Jakarta – Dalam menghadapi dan menanggulangi masalah terorisme dan radikalisme tidak hanya dialami oleh Indonesia. Isu-isu demikian merupakan isu kelas dunia yang perlu ditangani dengan usaha tingkat dunia pula. Berkaitan dengan hal tersebut Badan Nasional Penanggulangan Terorisme (BNPT) melakukan penandatanganan nota kesepahaman (MoU) bersama National Coordinator for Security and Counterterrorism (NCTV) atau Badan Anti Teror Kerajaan Belanda p
Penandatanganan tersebut dilakukan oleh Kepala BNPT, Komjen Pol. Drs. Suhardi Alius, MH, bersama Kepala NCTV, H.W.M Schoof dengan disaksikan Duta Besar Kerajaan Belanda untuk Indonesia, Rob Swartbol, di kantor perwakilan BNPT yang berada di salah satu Gedung kantor Kementerian di Jakarta, pada Rabu (18/07/2017) petang.
Kepala BNPT Komjen Pol Drs. Suhardi Alius, M.H, mengatakan bahwa penanggulangan terrorisme yang selama ini dilakukan oleh BNPT dinilai menarik bagi Belanda. Hal ini terkait dengan Indonesia sebagai negara dengan populasi muslim terbesar serta pendekatan yang digunakan oleh BNPT selama ini dalam melawan terorisme.
“Terlebih isu Foreign Terrorists Fighters (FTF) returnees merupakan isu baru bagi Belanda. Selain demi pembelajaran, kedua belah pihak mengharapkan pertukaran informasi seiring dengan adanya penandatanganan MoU,” ujar Komjen Suhardi Alius, disela-sela acara MoU tersebut.
Mantan Kabareskrim Polri ini menjelaskan, ketertarikan NCTV untuk melakukan kerjasama dengan BNPT karena Kerajaan Belanda telah melihat bagaimana BNPT dapat memproses teroris itu menjadi mantan teroris.
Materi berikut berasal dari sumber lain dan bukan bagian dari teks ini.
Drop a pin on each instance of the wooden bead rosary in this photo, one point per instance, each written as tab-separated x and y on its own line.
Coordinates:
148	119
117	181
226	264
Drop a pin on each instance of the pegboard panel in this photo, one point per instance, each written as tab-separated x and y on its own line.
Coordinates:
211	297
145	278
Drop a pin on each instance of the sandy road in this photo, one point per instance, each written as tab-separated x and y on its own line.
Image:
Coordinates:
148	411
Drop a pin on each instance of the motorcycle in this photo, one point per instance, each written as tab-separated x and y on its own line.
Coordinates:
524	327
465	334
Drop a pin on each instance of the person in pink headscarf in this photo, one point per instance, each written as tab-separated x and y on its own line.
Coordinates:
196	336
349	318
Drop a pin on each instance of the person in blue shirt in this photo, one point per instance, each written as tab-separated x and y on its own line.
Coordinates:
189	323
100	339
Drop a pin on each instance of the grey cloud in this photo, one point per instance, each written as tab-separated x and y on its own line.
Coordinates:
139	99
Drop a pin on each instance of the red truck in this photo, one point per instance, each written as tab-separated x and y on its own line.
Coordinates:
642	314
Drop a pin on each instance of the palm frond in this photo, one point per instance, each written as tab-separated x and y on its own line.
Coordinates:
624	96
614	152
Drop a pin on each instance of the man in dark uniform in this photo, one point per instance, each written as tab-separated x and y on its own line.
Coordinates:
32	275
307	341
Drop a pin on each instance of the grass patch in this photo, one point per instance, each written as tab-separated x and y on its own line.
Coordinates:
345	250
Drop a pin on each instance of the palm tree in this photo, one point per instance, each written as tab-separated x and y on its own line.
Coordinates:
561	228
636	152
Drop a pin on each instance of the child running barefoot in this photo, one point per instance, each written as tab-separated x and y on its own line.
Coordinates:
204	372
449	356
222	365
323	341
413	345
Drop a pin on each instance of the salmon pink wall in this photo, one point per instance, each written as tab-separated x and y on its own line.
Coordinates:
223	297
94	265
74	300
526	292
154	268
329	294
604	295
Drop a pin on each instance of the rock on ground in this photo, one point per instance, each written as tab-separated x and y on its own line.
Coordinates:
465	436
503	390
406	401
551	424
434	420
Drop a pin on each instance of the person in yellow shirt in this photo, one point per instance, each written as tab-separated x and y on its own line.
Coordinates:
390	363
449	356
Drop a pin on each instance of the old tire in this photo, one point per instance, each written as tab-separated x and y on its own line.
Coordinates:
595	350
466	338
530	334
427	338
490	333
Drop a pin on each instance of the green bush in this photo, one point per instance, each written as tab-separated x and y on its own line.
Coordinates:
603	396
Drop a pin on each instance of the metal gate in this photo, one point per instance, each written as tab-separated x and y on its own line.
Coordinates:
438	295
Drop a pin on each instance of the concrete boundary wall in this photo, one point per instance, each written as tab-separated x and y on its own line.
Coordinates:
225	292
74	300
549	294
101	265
Mantan Kabareskrim Polri ini pun mengungkapkan bahwa hal tersebut dapat dilakukan dengan program Deradikalisasi BNPT yang unik dan efektif.
“Pendekatan yang dilakukan dalam program ini jarang ditemui di negara lain, yang melibatkan ulama, aparat, psikolog dan sosiolog. Mereka ini dapat berinteraksi secara langsung dengan narapidana teroris dalam tahanan,” ucap Alumni Akpol tahun 1985 ini.
Mantan Sekeretaris Utama (Sestama) Lemhanas ini pun juga mengingatkan kepada pihak NCTV untuk selalu waspada bahwa kini perempuan juga dapat menjadi teroris. “Hal itu setelah dilakukan pengamatan dan deteksi oleh pihak aparat keamanan kita dan akhirnya kita berhasil menggagalkan rencana-rencana yang akan mereka lakukan,” ujar mantan Kapolda Jawa Barat ini
Sementara itu Schoof dalam sambutannya mengatakan bahwa MoU ini akan memperkuat kerjasama antara kedua belah pihak. Ia juga menekankan pentingnya penandatangan MoU antara dua organisasi dari dua negara ini. “Meskipun kita hari ini menandatangani MoU, namun Presiden Indonesia Joko Widodo dan Prime Minister Belanda, Mark Rutte kerap menyebut adanya MoU ini selama G20 Summit lalu di Hamburg, German. Maka ini penting untuk direalisasikan,” kata H.W.M Schoof.
Berkaca dari kejadian terrorisme yang terjadi di berbagai belahan dunia seperti di Brussel, Paris dan German menyadarkan ancaman aksi terorisme di negara mereka dapat terjadi. Bagi NCTV, isu-isu yang menjadi fokus saat ini ialah FTF returnees, aktifnya Al-Qaeda & ISIS, violent extremism serta cyber crime.
“Tidak hanya itu, bahkan anak dari teroris cukup menjadi perhatian bagi kami, dimana anak-anak minimal berusia 9 tahun yang biasa tinggal di lingkungan teroris umumnya memiliki pemahaman radikal serta mahir menggunakan senjata api,” katanya.
Selain itu menurutnya, media sosial juga ikut menjadi perhatian bagi NCTV, dimana teroris dan ektrimis menggunakan media sosial sebagai bentuk marketing dan perekrutan anggota. “Dalam menangani isu media sosial, kami juga mengadakan kerjasama dengan media sosial ternama yang kerap digunakan teroris, seperti Facebook dan Twitter,” kata Schoof mengakhiri.
Turut hadir dalam acara MoU tersebut yakni Deputi III bidang Kerjasama Internasional BNPT, Irjen Pol Drs. Hamidin dan para pejabat esolon II dan III lainnya di lingkungan Kedeputian III BNPT.